Del mismo modo ocurre con los paisajes, a pesar de que Maillart se refiere a ellos a veces como «los momentos más bellos de nuestro viaje», su redacción es más rápida y fría que, por ejemplo, la manera en que describe los caminos y carreteras. Posiblemente, por primera vez en un libro, Maillart hace del coche un personaje. No es de extrañar: ha viajado en velero y conoce la importancia que tiene el medio de transporte y su cuidado en el desplazamiento. Al igual que el patrón que sabe que llegar al destino depende de su barco, Maillart describe al coche como si de un navío se tratara. La carretera deviene en mar y vicisitudes como las averías, los datos climatológicos y el combustible, se convierten en temas argumentales de El camino cruel. Por ejemplo, este canto emotivo de Maillart a la carretera y al camión:

¿Qué poeta cantará los camiones de Asia? (…) Si yo hubiese nacido varón en algún pueblo afgano, probablemente me habría iniciado como ayudante de chófer de uno de los tres mil camiones del país. Habría sido el mejor medio de viajar de joven. Lacerado hoy por el viento de nieve en el eolio; corriendo mañana por el ardiente betún al este del paso de Jaiber; pasando de las frías sombras de las gargantas a las arenas hirvientes de Andkhoi, camino de la turbadora mezquita del imán Reza de Meshed... tan feliz por pertenecer al mundo de los hombres, que la falta de sueño o de comida no hubiera sido sino otro modo de vida, otra forma de goce. Sonando la bocina, traqueteando, fumando, rechinando, resbalando, cambiando las marchas... aquella vida del camión hubiera sido la mía hasta que, pasado ya el número suficiente de alijos, hubiese podido comprarme un auto y convertirme, a mi vez, en amo a bordo.

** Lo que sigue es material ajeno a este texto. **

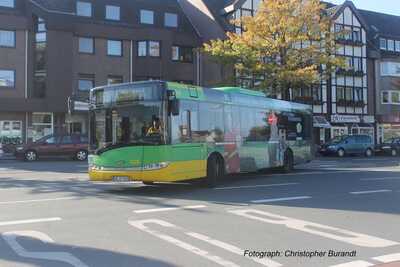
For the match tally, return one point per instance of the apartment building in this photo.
(51, 51)
(361, 98)
(384, 71)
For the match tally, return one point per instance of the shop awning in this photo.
(321, 122)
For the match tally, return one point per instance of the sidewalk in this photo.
(5, 156)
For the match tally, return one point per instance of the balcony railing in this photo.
(350, 72)
(350, 103)
(309, 100)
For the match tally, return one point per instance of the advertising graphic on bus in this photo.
(159, 131)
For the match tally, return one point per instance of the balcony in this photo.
(309, 100)
(351, 42)
(350, 103)
(350, 72)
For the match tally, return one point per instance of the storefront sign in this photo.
(345, 119)
(369, 119)
(81, 106)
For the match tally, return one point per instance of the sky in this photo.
(384, 6)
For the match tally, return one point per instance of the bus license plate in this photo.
(120, 179)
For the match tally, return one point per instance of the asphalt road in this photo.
(331, 212)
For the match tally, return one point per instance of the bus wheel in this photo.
(288, 162)
(214, 171)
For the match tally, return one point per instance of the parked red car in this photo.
(73, 146)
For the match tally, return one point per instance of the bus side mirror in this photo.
(174, 107)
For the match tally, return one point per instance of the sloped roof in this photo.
(203, 19)
(58, 6)
(384, 24)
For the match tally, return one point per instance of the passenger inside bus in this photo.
(155, 128)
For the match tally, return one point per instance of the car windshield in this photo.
(141, 123)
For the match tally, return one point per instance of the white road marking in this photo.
(30, 221)
(370, 192)
(354, 264)
(343, 235)
(205, 254)
(233, 249)
(380, 179)
(37, 200)
(279, 199)
(169, 209)
(388, 258)
(11, 239)
(254, 186)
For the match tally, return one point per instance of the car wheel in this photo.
(368, 153)
(341, 152)
(214, 171)
(81, 155)
(31, 155)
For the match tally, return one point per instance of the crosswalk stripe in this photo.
(170, 209)
(259, 201)
(205, 254)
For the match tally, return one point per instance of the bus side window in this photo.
(185, 126)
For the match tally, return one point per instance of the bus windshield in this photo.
(140, 123)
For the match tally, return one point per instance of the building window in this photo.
(349, 63)
(397, 46)
(390, 69)
(358, 94)
(357, 64)
(356, 35)
(42, 125)
(142, 48)
(7, 78)
(85, 82)
(340, 93)
(390, 45)
(86, 45)
(171, 20)
(149, 48)
(7, 38)
(395, 97)
(383, 43)
(385, 97)
(146, 16)
(154, 49)
(113, 79)
(7, 3)
(391, 97)
(114, 48)
(84, 9)
(113, 12)
(183, 54)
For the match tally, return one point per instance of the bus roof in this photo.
(234, 95)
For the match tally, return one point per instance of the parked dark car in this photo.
(349, 145)
(390, 147)
(73, 146)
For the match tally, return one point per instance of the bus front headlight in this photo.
(155, 166)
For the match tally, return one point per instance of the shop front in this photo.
(321, 129)
(388, 127)
(352, 125)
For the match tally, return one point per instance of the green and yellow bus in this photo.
(158, 131)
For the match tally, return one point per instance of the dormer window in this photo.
(7, 3)
(84, 9)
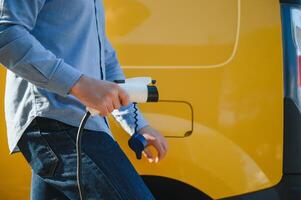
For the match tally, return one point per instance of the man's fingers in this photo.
(116, 104)
(161, 152)
(148, 154)
(123, 97)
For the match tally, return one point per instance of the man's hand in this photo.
(102, 96)
(156, 140)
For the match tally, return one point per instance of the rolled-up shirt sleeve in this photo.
(24, 55)
(125, 115)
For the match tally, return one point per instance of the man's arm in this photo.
(125, 115)
(24, 55)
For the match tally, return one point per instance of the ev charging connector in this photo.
(140, 90)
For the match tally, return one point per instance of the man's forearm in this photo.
(23, 54)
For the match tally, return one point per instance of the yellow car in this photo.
(228, 73)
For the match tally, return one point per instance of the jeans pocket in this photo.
(38, 153)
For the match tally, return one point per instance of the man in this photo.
(58, 58)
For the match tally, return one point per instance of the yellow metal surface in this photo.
(224, 58)
(234, 84)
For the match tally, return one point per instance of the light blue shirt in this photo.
(46, 45)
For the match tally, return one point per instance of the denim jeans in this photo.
(49, 147)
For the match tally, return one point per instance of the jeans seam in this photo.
(94, 165)
(98, 170)
(56, 159)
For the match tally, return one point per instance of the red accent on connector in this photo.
(299, 70)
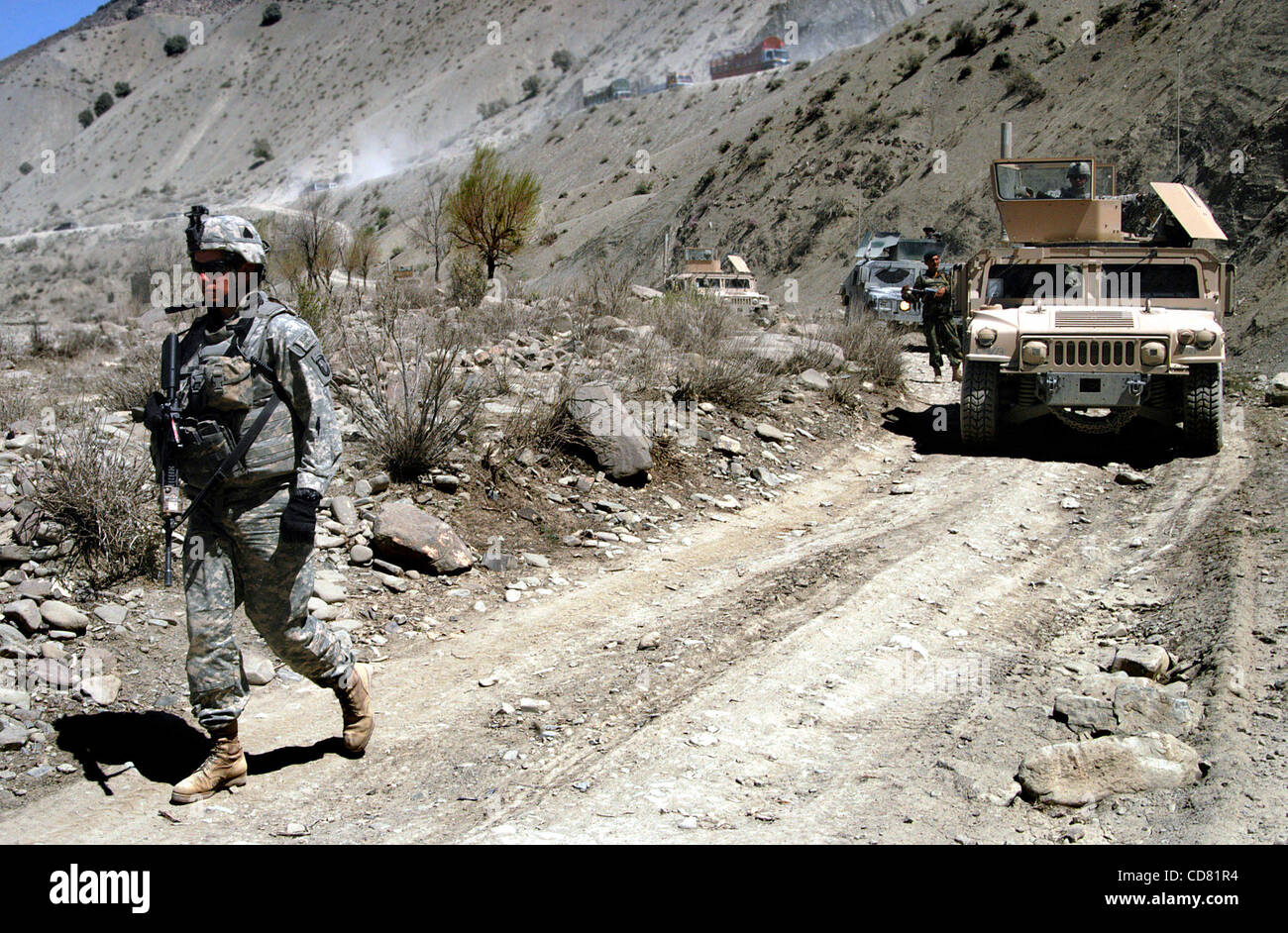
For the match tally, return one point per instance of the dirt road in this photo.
(846, 663)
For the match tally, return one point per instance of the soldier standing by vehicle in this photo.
(936, 317)
(258, 444)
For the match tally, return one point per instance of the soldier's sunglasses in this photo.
(217, 265)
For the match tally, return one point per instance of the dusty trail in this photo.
(875, 675)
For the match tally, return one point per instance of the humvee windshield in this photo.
(1055, 179)
(893, 275)
(1013, 284)
(1142, 280)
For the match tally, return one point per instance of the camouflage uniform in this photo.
(936, 321)
(233, 551)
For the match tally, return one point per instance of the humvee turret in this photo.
(1076, 318)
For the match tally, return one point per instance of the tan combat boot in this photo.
(356, 704)
(224, 768)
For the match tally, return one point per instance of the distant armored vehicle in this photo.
(764, 55)
(704, 274)
(1076, 318)
(885, 262)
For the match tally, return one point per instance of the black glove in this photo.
(300, 517)
(154, 415)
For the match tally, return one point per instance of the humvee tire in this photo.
(1201, 413)
(979, 404)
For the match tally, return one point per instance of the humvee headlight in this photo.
(1151, 353)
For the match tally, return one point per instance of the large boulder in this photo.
(410, 537)
(780, 348)
(1080, 773)
(621, 448)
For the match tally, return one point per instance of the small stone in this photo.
(259, 670)
(102, 688)
(111, 614)
(1142, 661)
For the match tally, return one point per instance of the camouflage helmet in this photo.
(232, 235)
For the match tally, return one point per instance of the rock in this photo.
(62, 617)
(102, 688)
(13, 734)
(25, 614)
(767, 431)
(619, 446)
(413, 538)
(52, 674)
(259, 670)
(1141, 661)
(1086, 713)
(1144, 706)
(812, 378)
(329, 591)
(14, 697)
(344, 510)
(780, 348)
(95, 662)
(1080, 773)
(111, 614)
(1278, 391)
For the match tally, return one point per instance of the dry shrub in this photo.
(101, 490)
(735, 381)
(875, 348)
(132, 381)
(412, 403)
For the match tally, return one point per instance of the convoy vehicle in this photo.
(704, 274)
(885, 262)
(1076, 318)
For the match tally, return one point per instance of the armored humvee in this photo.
(885, 262)
(1076, 318)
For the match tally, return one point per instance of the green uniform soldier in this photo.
(252, 365)
(936, 317)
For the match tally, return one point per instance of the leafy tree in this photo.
(492, 209)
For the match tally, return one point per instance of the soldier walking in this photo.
(936, 317)
(252, 369)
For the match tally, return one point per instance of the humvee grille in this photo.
(1094, 354)
(1093, 317)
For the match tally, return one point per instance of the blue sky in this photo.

De nuevo no resulta insólito. Imaginemos por un momento la sorpresa de los habitantes de Asia Central al ver a dos mujeres desveladas atravesando los pueblos en un coche de lujo. El objeto de descripción se invierte. Oriente deja de tener interés y las viajeras se convierten en sujetos que deben ser descritos, pues son objeto de percepción y asombro por parte de los habitantes.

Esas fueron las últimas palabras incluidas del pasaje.